13 Millionen Bürger unter 18 Jahre: Familienverband fordert Wahlrecht für Kinder von Geburt an

Der Deutsche Familienverband sieht im politischen Systems Deutschlands ein "riesiges Demokratiedefizit" und fordert, dass Kinder von Geburt an wählen dürfen. Die Eltern sollen das Wahlrecht treuhänderisch ausüben.

"Kinder sind unsere Zukunft, aber an der Wahlurne kommen sie nicht vor", beklagte Bundesgeschäftsführer Sebastian Heimann am Montag in Berlin: "13 Millionen Bundesbürger unter 18 Jahren sind vom Wahlrecht und damit vom wichtigsten Grundrecht ausgeschlossen."
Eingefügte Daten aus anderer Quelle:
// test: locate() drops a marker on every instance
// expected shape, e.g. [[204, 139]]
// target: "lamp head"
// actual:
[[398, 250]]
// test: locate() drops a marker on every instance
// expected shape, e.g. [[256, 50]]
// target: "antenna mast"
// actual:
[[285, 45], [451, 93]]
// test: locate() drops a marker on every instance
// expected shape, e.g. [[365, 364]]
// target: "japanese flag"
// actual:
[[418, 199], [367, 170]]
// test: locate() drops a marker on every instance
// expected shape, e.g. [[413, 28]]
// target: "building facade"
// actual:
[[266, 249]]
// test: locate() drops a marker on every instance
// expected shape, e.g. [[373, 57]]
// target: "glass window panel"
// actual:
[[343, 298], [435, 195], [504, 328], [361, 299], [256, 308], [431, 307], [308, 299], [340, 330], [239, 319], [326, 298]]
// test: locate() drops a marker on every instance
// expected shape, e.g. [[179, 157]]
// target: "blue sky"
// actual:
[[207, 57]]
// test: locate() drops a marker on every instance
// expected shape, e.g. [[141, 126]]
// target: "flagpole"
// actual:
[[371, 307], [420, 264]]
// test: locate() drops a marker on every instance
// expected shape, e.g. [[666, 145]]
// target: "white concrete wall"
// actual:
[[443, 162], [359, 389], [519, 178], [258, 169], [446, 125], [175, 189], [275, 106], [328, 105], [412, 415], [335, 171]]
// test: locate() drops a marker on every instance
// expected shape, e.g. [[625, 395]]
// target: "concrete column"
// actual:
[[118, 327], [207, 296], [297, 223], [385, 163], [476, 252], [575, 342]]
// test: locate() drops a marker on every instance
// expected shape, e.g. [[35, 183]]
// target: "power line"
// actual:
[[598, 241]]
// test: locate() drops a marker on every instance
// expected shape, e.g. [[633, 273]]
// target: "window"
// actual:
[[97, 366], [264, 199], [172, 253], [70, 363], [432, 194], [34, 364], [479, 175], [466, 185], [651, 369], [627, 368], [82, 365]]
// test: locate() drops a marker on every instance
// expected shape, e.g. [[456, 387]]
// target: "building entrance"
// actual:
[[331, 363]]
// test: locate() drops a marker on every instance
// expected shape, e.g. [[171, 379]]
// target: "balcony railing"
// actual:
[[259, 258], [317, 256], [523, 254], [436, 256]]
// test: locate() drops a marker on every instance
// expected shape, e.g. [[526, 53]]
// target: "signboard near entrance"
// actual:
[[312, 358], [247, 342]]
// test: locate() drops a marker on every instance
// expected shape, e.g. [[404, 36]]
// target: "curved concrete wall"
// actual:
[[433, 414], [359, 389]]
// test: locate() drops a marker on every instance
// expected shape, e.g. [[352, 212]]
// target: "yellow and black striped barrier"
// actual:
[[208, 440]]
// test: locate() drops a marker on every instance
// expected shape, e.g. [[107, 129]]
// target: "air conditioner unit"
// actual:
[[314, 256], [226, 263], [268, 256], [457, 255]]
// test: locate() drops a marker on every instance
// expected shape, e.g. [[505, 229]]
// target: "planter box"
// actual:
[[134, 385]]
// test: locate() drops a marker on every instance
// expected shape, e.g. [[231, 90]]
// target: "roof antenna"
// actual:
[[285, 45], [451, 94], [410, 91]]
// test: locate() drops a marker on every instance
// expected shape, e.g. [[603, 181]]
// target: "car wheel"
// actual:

Nach Ansicht des Familienverbandes gelten auch in diesem Fall Grundrechte von Geburt an und nicht erst ab der Volljährigkeit. "Wir brauchen deshalb ein Wahlrecht von Geburt an, das treuhänderisch von den Eltern ausgeübt wird, bis die Kinder alt genug sind, selbst zu wählen", sagt Heimann.

Dass das Vertrauen in die Kinder und Jugendlichen gerechtfertigt sei, bestätige auch eine vor wenigen Tagen veröffentlichte repräsentative Befragung zum Kinderreport. "Junge Menschen haben eine hohe Wertschätzung für die Demokratie und wollen darüber mitbestimmen, wer künftig ihre Zukunft gestaltet. Aber sie dürfen nicht wählen, obwohl sie dazu fähig und in der Lage sind."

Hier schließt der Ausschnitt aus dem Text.